Saturday, August 8, 2020

Conditions for Truth

The truth, we hear, is in trouble. The world, particularly ‘social media’, the medium whereby increasing numbers of people obtain their news is becoming saturated with ‘fake news’, that is information formed mainly from the opinions and prejudices of some commentator, often with an agenda of their own, which feeds into the belief systems of an already receptive audience.


While the problem might be more widespread or less hidden than in earlier eras, it is not unique to our own. Totalitarian regimes have usually manipulated the news for their own purposes: to convince the population of the paradise they live in, or that one disgraced faction was really treasonous, and so on. George Orwell wrote a book about it, after all.


I read recently that Primo Levi, when in a concentration camp, thought about chemistry. Chemistry, he considered, was not something that the authorities could distort. Granted, they could use the results of chemistry to their own ends, but the truths of chemistry – that potassium explodes on contact with water, for example – were fixed truths. No amount of spin of fake news could alter that.


Similarly, in the investigation of the Challenger space shuttle tragedy, Richard Feynman remarked that nature could not be fooled. The launch occurred in spite of warnings about the temperature being too low because managers needed a successful launch. The cold caused the O-rings which sealed the fuel tanks to become brittle and one snapped, leading to an explosion of the fuel. The world view constructed by the managers overrode the reality of the situation as known by the engineers, and the result was a disaster.


Science, and the scientific method we have been discussing are, therefore, aimed at finding some sort of truth. While science might be complex, uncertain (in a technical sense anyway) and often unclear and unknown, it is so in a determinate way. We spend a lot of time determining exactly how uncertain our results are. Error assessment is the bane of every science undergraduate’s life, but it is necessary and essential for understanding what we know.

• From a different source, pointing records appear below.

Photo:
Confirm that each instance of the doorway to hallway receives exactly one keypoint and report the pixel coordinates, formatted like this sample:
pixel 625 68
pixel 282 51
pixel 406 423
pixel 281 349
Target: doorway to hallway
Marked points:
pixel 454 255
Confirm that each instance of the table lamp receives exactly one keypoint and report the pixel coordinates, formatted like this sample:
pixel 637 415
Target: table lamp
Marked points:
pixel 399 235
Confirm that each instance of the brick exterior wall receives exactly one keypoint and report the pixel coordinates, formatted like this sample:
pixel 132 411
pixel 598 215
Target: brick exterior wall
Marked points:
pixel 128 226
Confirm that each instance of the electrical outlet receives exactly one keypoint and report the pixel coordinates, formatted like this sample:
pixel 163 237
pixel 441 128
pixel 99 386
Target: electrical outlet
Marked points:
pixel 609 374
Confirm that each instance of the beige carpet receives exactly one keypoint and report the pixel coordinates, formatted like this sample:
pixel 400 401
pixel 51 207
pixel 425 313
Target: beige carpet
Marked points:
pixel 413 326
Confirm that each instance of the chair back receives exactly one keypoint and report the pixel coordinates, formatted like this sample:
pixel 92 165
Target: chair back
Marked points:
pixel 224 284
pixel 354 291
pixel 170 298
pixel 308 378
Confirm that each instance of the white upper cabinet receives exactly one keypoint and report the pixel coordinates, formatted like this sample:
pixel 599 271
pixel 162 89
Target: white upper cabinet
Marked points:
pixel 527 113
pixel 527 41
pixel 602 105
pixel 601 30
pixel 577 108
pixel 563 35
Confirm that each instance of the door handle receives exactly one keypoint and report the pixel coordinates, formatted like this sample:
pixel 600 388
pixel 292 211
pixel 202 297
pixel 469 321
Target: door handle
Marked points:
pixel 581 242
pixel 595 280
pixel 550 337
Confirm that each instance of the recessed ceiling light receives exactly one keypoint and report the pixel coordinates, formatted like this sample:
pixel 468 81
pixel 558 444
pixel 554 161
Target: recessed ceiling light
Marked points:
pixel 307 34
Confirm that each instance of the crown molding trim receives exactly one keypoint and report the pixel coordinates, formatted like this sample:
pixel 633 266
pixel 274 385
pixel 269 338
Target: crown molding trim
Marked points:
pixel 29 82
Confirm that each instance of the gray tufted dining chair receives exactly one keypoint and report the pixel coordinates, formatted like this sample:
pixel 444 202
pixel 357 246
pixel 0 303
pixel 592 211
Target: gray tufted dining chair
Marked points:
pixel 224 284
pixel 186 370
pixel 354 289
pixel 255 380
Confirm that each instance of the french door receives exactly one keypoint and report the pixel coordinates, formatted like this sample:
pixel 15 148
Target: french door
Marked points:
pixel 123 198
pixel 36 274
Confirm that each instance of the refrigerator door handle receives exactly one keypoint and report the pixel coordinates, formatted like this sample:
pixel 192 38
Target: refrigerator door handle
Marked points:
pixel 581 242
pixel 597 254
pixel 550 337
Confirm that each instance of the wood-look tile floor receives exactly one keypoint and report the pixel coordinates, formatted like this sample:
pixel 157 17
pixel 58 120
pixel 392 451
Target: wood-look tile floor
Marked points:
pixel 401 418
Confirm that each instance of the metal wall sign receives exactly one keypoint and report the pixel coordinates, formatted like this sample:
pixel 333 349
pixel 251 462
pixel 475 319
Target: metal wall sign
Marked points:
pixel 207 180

The alternative view is that reality is a human construct. We have certain perceptual inputs and we make of them what we will. I can, therefore, construct my world, especially my world view, and it is as good as anyone else’s world view. Therefore, I can conclude from what I see around me that immigrants come to my country and take all the jobs and that immigrants must, therefore, be a bad thing. I might only discover that the immigrants do jobs no-one else will when I have achieved their removal and discovered that no-one is willing to pick the lettuces in the local farms. My world view has run into a bit of harsh reality and come off worse, but that does not mean I will particularly change my views. I will probably invent some additional story to do with profiteering farmers or work-shy youngsters to cover my embarrassment.


It takes an awful lot to persuade someone to change a world view. The world is a complex place and we have to invent stories to get through it. The question is how closely those stories have to relate to reality to enable us to get through the day. Often, the answer is not very much, but then every once in a while, reality really does bite us.


On these occasions we need to rethink our positions. We might have thought, for example, that a famine in Ethiopia is simply a result of the normal increase and decrease in population, the cycle of life and death, of plenty and dearth. If, however, we put on different spectacles and see the suffering of ordinary people trying to live their lives and raise their children, we might think again. If we hear the stories of civil war and displacement which have disrupted food supply and the farming year, we might think about human wrongdoing and evil. Taking another look at a situation, carefully, using reliable sources not just rhetoric and spin, leads us to another view of the world.


How do we get there, however? Rethinking is hard work. Finding out something new is hard enough, but redoing our own views, changing the ones we find untenable, is not only hard but uncomfortable. We can feel that we have to question everything, that in the barrel of our thoughts every apple is bad. This is not usually the case, but we do have to find the bad ones and remove them.


The conditions of finding the truth, then, involve a willingness for hard thinking and for change. They also require sources of good information or at least information that we can assess for reliability from the world around us. Simply listening to the sources that agree with our prejudices already established will not do. We need to listen to the dissenters, the questioners and the marginalised. We need to ask why they dissent, question and are othered. And we need to assess whether they have a point, not just whether they agree with us or not.


This is really hard. No human has access to total truth, even on a limited subject. We all have our biases and our blind spots. We can all, no matter how expert, learn something new. Nature is full of surprises for the scientist open to them. So too is the human world for those who are not so blinkered as to ignore everything that does not conform to their own opinions.


In short, the conditions for truth rely on a degree of authenticity in ourselves and in the world around us. We need the results of reliable information presented in as unbiased a manner as possible. Without that, we cannot make a judgment about the world and it human activities. But we also need to be authentic within ourselves, to be prepared to listen to and engage with others, especially if we feel that we are unlikely to agree with them, at least initially. And that is hard.